Oh I see what you are getting now : I thought there is a small 1 there in v'=(x^-c)^1 which of course is just equal to v'=(x^-c).

18. Oct 14, 2009

### sara_87

oh i see what you mean too. no that's not a 1 it's a derivative, that's what i meant when i said 'what do i do with the derivative'.
:)
but i tried to do it using the advice from MathematicalPhysicist (the first reply)
but i am not getting
cos^(2(c-2)+1)(y)/sin^(c-1)(y) dy (with some factors)
as he/she mentioned
2(c-1)(a)^(b-2)(1-sin(y))^(c-2)cos(y) dy
??

19. Oct 14, 2009

### blake knight

Im a little bit confused too, I know we are going too far now...but its a little bit strange to me when you have a derivative sign for your v', like v'=(x^-c)' and have a dx at the end of the integral, Isnt it repeating?

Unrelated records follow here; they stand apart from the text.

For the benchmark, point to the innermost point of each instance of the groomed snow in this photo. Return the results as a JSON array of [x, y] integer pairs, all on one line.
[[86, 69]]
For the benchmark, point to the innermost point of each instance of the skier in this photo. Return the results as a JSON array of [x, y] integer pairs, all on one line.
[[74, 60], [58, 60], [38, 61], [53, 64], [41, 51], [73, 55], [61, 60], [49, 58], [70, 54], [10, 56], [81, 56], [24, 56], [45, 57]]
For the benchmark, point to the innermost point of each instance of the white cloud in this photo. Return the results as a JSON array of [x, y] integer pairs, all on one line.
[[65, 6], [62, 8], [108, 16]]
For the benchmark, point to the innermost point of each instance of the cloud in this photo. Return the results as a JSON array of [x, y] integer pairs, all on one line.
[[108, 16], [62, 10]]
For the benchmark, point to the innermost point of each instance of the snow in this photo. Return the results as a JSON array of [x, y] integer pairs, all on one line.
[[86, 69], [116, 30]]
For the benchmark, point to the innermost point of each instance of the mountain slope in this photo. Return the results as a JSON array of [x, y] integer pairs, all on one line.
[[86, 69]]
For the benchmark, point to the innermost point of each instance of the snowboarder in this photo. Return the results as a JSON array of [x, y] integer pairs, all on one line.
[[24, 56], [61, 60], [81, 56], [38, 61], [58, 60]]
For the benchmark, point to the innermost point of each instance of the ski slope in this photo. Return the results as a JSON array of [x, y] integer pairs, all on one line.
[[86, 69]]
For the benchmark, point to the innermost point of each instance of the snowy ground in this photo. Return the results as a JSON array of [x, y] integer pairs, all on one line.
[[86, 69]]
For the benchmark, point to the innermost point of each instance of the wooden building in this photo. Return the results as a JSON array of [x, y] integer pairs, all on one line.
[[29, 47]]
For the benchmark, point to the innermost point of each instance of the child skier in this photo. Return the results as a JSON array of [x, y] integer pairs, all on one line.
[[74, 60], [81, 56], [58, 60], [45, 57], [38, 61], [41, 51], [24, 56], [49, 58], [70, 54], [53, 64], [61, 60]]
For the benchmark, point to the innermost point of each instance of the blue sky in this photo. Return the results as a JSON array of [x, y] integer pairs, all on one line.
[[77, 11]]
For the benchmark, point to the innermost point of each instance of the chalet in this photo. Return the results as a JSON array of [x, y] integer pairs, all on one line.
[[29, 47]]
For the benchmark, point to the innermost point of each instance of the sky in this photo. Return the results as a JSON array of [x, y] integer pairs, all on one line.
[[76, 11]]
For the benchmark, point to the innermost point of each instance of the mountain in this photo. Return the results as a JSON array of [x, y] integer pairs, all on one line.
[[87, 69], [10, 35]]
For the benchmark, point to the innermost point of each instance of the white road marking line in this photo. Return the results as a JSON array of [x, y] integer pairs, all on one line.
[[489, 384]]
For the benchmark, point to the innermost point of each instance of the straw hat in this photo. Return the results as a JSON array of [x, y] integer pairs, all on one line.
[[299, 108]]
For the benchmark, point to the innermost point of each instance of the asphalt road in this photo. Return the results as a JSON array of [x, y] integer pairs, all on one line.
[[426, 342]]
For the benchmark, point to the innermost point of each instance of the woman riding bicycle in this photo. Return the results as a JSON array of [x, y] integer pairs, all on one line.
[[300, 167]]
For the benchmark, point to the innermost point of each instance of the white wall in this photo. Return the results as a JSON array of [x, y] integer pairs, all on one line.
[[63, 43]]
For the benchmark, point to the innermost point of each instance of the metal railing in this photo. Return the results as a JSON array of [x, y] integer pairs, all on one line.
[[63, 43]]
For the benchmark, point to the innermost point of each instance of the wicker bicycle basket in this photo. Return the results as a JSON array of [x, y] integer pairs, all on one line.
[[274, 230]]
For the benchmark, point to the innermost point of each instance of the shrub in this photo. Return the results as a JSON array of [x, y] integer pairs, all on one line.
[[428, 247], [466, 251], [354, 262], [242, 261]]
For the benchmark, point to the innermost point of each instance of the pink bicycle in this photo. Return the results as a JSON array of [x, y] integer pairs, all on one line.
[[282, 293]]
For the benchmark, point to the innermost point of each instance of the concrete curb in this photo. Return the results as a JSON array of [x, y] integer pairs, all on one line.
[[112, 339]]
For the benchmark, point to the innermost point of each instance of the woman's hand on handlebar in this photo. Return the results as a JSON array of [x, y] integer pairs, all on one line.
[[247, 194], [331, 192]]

I've never seen an equation of this form before. I maybe wrong.

20. Oct 14, 2009

### sara_87

i put v'=(x^-c)' just to get rid of the derivative but not getting very far.
it is a difficult integral, the solution contains the hypergeometric 2F1
but im trying to solve this integral...and its a pain.